We shook our heads no to his combat question; Barney added, “Nate here was a cop.”
That same wry, weary smile the entire 1st seemed to share crawled onto his face. “You won’t be writing any traffic tickets out here, Pops.”
Barney got defensive, jerked his thumb toward me. “He was a detective! He’s been in his share of shoot-outs.”
I nudged him, embarrassed. “Please.”
Barney gave me a disgusted look. “Well, you have.”
“Any experience is better than nothing,” the leatherneck granted.

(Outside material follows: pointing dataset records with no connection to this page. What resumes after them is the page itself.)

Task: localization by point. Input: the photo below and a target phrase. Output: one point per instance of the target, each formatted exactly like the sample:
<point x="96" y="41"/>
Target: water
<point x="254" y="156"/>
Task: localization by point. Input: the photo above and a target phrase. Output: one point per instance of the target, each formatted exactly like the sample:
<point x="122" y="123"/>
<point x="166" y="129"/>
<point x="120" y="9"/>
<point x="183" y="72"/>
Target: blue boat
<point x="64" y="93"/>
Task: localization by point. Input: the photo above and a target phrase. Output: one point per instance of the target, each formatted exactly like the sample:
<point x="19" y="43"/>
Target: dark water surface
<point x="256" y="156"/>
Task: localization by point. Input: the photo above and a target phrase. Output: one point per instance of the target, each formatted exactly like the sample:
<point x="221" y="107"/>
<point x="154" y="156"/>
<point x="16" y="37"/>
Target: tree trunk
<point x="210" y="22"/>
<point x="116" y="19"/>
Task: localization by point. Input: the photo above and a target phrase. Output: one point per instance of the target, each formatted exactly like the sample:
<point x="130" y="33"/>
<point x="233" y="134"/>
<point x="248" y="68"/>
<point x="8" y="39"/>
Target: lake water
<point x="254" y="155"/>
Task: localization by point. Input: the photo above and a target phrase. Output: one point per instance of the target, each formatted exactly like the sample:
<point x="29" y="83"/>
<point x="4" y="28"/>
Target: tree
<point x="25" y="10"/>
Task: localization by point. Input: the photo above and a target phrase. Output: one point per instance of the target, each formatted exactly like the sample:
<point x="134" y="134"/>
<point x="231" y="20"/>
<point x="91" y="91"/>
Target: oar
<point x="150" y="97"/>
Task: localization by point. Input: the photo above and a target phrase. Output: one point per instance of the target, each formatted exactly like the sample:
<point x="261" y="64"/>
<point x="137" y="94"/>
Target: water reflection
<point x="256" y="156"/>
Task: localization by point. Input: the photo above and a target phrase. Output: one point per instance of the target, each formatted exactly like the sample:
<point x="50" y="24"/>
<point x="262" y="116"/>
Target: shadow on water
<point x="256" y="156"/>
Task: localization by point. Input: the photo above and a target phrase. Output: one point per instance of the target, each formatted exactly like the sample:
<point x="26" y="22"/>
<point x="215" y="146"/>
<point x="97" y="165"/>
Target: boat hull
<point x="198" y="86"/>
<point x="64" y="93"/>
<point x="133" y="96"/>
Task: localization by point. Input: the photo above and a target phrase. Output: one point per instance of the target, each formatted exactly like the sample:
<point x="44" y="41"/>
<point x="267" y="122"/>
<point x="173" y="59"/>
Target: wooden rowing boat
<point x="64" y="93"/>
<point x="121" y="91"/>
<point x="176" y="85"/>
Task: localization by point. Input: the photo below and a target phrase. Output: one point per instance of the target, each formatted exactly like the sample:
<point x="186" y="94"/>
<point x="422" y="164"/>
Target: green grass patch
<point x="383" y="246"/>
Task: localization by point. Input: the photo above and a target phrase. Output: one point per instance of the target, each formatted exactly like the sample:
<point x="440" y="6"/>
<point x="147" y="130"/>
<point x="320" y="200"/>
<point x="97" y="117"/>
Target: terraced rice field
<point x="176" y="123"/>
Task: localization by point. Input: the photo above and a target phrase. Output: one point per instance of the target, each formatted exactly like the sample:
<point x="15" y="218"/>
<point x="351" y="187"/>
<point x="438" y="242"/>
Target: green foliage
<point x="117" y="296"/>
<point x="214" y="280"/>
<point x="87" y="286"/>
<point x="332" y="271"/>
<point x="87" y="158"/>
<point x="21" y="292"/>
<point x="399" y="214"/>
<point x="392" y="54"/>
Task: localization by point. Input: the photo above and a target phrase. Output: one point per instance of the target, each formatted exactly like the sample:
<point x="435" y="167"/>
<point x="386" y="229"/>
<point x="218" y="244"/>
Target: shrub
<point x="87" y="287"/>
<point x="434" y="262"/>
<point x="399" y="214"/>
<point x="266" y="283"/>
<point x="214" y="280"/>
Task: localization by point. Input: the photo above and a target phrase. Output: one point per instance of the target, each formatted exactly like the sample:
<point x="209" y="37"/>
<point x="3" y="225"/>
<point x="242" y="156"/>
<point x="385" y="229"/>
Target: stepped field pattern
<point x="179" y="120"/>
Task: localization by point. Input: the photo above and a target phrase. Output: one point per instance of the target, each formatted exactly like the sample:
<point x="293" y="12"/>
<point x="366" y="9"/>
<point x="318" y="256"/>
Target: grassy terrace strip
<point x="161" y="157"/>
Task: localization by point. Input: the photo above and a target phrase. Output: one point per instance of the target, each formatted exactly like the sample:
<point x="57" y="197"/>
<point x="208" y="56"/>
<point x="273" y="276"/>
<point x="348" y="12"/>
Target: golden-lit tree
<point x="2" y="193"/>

“We just came from gettin’ jungle training on Samoa,” Barney said. “They told us how at night the Japs creep through the brush like ghosts and then all of a sudden jump right up in front of ya and blow your head off or slash your throat or cut off your…is that really true?”
“Fuckin’ A a doodle de do,” the leatherneck said. He smiled the wry, weary smile again, sucked on the cig. “Like some pointers?”
“Sure,” we said.
He gestured to the ground, or anyway the brush and trees that clung to it. “Watch for trip wire. Those little bastards can set wires up in the jungle that can wipe out half a platoon.”
It looked hopeless to me. I said as much: “How the hell do you spot a wire in undergrowth like this?”
“You either spot it or it spots you. And never go by a bunch of so-called dead ones without spraying the little fuckers. They like to play possum and then open up on you, when you walk on by.”
“Thanks,” I said. “Anything else?”
“The most important thing. If they capture one of your men, write the poor bastard off. They’ll tie him to a tree and go to work on him. They’re experts at it. You’ll hear him holler, probably beg you to come rescue him. This is exactly what they want. They want your men to come running in like big-ass birds. ’Cause they’re waiting for you and not a man one of you will survive, mac. Not a one.”